You are viewing a plain text version of this content. The canonical link for it is here.
Posted to dev@avro.apache.org by "Vivek Nadkarni (JIRA)" <ji...@apache.org> on 2012/09/15 02:41:08 UTC

[jira] [Updated] (AVRO-766) C: Memory leak from reference count cycles

     [ https://issues.apache.org/jira/browse/AVRO-766?page=com.atlassian.jira.plugin.system.issuetabpanels:all-tabpanel ]

Vivek Nadkarni updated AVRO-766:
--------------------------------

    Attachment: AVRO-766.patch

The current AVRO specification requires that AVRO_LINKs are internal to a schema. See comments in AVRO-530, which indicate that external links are not backwards compatible and may only be introduced in Avro 2.0.

Currently, when an AVRO_LINK is created in a schema, the reference count of the target schema is incremented.
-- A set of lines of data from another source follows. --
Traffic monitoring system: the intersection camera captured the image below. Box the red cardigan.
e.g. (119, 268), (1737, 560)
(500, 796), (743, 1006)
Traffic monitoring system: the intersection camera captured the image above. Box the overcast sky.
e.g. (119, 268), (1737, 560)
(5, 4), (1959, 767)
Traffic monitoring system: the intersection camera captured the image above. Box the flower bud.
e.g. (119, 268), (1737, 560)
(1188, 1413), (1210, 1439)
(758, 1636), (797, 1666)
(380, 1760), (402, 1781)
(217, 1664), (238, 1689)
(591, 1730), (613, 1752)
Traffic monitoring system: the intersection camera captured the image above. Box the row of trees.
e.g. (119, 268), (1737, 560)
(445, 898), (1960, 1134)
If the schema is recursive, then the reference count of the top-level schema is incremented -- and decrementing the reference count of the top-level schema doesn't deallocate the schema. Thus, a memory leak is formed.
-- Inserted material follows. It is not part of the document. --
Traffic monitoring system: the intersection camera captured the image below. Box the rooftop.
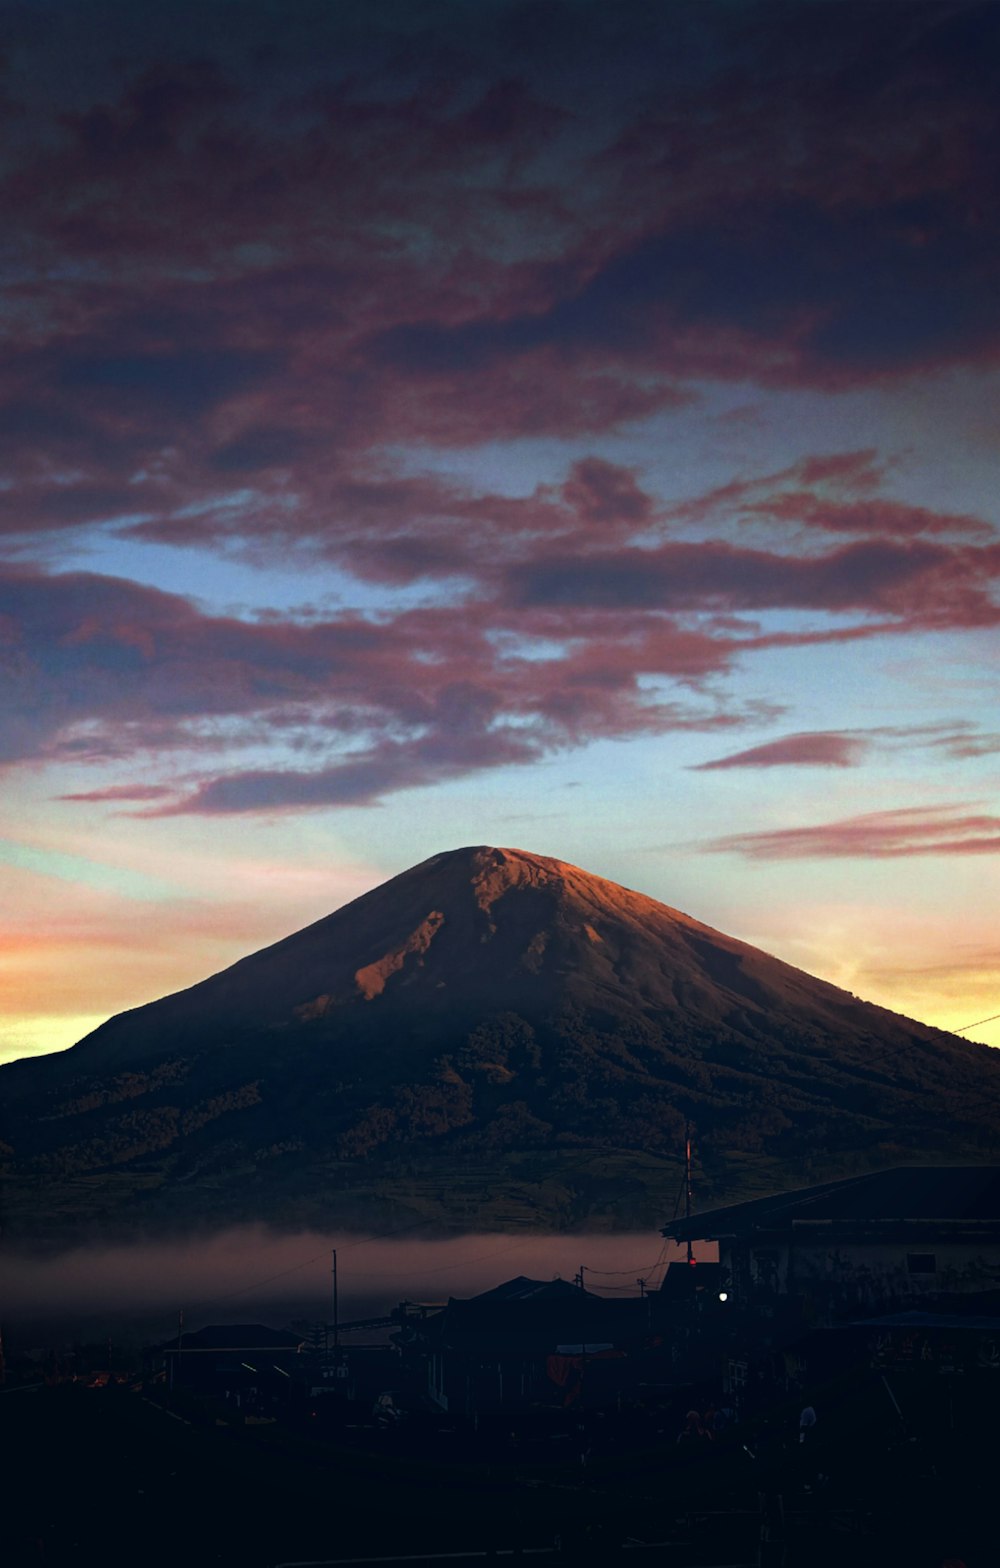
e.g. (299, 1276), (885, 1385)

Since, all AVRO_LINKs have targets that are internal to the same top-level schema, we could decide that we would not increment the reference count of the targets of any links. The targets would be available as long as the top-level schema is available. But if the top-level schema is not available, then all the internal links would be destroyed too. Therefore, as long as the link itself is valid, the targets would also be valid. Using this internal structural knowledge of the schema, gives us an implicit guarantee of link target validity, while breaking the reference count cycles for recursive schemas.
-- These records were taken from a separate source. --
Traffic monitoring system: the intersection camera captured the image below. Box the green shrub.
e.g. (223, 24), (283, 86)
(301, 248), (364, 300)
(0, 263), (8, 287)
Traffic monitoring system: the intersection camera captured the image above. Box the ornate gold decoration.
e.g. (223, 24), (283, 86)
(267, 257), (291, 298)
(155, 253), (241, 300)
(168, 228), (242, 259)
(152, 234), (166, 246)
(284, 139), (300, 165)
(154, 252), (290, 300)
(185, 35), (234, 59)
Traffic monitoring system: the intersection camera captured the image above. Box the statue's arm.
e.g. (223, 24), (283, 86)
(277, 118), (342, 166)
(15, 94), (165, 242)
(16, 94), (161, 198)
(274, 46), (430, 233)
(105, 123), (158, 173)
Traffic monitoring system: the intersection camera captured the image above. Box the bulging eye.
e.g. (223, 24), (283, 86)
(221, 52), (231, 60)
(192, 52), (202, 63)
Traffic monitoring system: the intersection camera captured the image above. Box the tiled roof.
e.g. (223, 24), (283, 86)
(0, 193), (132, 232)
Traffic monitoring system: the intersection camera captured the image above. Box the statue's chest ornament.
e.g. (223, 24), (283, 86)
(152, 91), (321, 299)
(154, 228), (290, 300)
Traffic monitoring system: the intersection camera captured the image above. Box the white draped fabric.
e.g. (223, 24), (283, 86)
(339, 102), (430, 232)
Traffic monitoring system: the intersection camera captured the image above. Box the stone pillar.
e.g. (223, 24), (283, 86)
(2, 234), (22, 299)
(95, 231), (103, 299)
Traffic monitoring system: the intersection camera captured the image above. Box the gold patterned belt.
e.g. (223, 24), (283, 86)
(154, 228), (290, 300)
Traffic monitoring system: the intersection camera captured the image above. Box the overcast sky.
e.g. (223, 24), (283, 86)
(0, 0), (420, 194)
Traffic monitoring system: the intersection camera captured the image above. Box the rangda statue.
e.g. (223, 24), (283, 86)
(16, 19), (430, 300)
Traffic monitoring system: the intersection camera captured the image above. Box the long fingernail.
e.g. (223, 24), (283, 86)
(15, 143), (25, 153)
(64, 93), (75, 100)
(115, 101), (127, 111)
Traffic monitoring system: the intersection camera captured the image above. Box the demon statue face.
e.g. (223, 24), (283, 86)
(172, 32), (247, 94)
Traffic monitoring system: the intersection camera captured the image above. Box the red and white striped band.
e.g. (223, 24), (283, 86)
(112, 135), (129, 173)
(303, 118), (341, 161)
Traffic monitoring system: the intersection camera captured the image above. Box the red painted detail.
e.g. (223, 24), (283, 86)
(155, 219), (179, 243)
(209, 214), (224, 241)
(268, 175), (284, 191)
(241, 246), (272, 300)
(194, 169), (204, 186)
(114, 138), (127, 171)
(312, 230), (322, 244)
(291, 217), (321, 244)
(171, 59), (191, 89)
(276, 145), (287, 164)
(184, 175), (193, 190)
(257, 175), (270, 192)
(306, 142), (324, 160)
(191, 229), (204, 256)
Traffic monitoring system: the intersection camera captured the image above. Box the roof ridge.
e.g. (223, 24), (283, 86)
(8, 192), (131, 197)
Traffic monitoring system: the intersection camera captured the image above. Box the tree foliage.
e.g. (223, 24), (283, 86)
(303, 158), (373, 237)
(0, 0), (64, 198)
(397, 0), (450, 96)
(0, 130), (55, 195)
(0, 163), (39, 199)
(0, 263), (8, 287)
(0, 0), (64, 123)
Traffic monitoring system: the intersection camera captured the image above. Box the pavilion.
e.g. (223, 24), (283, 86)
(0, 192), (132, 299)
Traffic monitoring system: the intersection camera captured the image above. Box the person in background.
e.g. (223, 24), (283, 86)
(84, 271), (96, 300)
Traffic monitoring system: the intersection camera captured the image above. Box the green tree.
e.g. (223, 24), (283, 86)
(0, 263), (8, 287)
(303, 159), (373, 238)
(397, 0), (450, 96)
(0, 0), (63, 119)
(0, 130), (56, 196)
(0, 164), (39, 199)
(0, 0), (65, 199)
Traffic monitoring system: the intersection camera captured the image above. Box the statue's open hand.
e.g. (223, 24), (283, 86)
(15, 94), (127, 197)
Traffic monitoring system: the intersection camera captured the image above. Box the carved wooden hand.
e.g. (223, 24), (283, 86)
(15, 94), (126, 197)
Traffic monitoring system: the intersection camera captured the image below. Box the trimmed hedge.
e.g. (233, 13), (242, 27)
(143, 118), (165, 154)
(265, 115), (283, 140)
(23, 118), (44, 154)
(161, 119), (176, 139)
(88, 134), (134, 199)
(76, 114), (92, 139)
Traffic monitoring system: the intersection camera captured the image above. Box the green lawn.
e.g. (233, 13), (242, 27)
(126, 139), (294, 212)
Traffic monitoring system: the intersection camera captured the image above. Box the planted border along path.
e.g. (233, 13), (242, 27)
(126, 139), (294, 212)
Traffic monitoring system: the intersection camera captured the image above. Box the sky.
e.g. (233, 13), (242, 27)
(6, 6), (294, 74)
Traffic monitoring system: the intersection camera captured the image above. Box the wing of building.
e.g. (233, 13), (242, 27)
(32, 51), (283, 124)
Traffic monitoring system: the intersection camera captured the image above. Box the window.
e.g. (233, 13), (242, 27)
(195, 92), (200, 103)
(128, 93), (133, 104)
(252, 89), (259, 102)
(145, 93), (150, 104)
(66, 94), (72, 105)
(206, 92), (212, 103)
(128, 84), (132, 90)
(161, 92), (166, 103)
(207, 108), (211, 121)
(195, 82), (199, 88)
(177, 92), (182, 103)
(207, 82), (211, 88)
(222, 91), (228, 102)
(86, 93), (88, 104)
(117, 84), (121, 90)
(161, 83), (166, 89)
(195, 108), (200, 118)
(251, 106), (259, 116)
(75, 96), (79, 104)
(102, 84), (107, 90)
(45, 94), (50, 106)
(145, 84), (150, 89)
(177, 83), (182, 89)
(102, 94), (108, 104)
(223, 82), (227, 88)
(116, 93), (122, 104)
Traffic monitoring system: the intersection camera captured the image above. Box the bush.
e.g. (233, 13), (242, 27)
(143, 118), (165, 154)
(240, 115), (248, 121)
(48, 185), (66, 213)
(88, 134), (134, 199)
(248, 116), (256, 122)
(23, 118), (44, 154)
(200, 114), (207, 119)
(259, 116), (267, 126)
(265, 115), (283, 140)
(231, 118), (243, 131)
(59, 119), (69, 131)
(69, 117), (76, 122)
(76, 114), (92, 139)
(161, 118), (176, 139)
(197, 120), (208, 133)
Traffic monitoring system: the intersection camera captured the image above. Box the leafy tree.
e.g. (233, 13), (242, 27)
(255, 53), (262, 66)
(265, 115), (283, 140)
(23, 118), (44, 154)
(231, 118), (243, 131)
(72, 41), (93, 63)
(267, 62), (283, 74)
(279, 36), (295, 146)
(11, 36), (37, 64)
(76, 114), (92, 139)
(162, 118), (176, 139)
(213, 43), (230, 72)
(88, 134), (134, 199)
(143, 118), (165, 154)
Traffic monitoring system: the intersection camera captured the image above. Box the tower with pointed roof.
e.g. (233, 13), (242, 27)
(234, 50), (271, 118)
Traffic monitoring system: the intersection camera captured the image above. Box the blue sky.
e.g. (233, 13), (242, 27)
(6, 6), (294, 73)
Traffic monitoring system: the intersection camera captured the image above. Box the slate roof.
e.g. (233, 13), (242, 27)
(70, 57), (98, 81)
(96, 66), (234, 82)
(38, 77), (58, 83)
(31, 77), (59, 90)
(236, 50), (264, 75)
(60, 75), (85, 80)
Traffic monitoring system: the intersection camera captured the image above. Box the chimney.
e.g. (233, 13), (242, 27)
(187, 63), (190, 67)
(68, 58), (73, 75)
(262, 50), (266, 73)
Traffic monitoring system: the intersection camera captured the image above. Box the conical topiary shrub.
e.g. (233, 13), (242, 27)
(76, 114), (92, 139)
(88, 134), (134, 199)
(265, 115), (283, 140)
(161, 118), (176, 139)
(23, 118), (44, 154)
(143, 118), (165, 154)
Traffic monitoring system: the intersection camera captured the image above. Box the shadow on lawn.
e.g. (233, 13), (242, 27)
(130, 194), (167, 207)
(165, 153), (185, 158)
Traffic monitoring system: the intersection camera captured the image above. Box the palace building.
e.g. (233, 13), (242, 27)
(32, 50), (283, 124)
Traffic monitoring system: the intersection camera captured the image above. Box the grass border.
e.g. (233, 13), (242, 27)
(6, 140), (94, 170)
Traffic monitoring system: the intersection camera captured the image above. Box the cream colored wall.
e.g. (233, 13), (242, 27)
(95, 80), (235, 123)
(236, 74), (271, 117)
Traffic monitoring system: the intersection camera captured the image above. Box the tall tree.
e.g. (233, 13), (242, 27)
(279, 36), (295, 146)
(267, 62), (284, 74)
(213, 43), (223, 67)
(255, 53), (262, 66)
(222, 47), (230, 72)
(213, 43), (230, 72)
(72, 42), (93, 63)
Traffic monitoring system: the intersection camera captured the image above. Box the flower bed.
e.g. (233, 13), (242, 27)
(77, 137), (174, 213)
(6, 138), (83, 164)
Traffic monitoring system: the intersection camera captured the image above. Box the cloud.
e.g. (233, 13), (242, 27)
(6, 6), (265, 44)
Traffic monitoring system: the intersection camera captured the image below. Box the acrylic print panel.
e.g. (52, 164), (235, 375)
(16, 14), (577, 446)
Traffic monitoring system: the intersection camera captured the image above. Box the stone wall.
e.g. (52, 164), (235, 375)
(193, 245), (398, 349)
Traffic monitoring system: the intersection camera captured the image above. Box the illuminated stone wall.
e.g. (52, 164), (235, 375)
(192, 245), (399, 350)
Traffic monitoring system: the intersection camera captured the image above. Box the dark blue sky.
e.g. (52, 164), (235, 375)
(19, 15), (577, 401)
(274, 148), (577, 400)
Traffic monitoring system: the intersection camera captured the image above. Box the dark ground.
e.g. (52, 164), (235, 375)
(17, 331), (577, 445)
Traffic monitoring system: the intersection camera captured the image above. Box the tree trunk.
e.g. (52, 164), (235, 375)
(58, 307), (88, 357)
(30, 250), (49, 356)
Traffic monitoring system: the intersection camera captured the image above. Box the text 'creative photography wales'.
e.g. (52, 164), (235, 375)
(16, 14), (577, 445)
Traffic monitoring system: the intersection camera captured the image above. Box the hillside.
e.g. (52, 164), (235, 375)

To implement this mechanism, we would need to ensure that no AVRO_LINKs are created with targets outside the top-level schema. While we cannot enforce this rule, we can document that external link targets would violate the spec, and could result in memory leaks. 

Unfortunately, avro_schema_copy() currently implements a link to an external target - described in AVRO-1167. Therefore, AVRO-766 should not be fixed using the described mechanism until AVRO-1167 is also fixed.

This patch removes the increment and decrement of reference counts for link targets as described above. It also contains a test case test_avro_766.c (derived from ref-cycle.c), which shows the memory leak. It also contains a macro called TEST_AVRO_1167, that is currently enabled. If the test is disabled, you can see that this patch works.

With TEST_AVRO_1167 set to (0):

==21796== HEAP SUMMARY:
==21796==     in use at exit: 0 bytes in 0 blocks
==21796==   total heap usage: 129 allocs, 129 frees, 6,090 bytes allocated
==21796== 
==21796== All heap blocks were freed -- no leaks are possible
==21796== 
==21796== ERROR SUMMARY: 0 errors from 0 contexts (suppressed: 4 from 4)

With TEST_AVRO_1167 set to (1):

==21417== 4,240 (32 direct, 4,208 indirect) bytes in 1 blocks are definitely lost in loss record 30 of 30
==21417==    at 0x4C28F9F: malloc (vg_replace_malloc.c:236)
==21417==    by 0x4C29019: realloc (vg_replace_malloc.c:525)
==21417==    by 0x40D34C: avro_default_allocator (allocation.c:36)
==21417==    by 0x404647: avro_schema_union (schema.c:310)
==21417==    by 0x406886: avro_schema_copy (schema.c:1250)
==21417==    by 0x40670A: avro_schema_copy (schema.c:1183)
==21417==    by 0x403EEA: main (test_avro_766.c:64)
==21417== 
==21417== LEAK SUMMARY:
==21417==    definitely lost: 56 bytes in 2 blocks
==21417==    indirectly lost: 4,232 bytes in 44 blocks
==21417==      possibly lost: 0 bytes in 0 blocks
==21417==    still reachable: 0 bytes in 0 blocks
==21417==         suppressed: 0 bytes in 0 blocks
==21417== 
==21417== ERROR SUMMARY: 2 errors from 2 contexts (suppressed: 4 from 4)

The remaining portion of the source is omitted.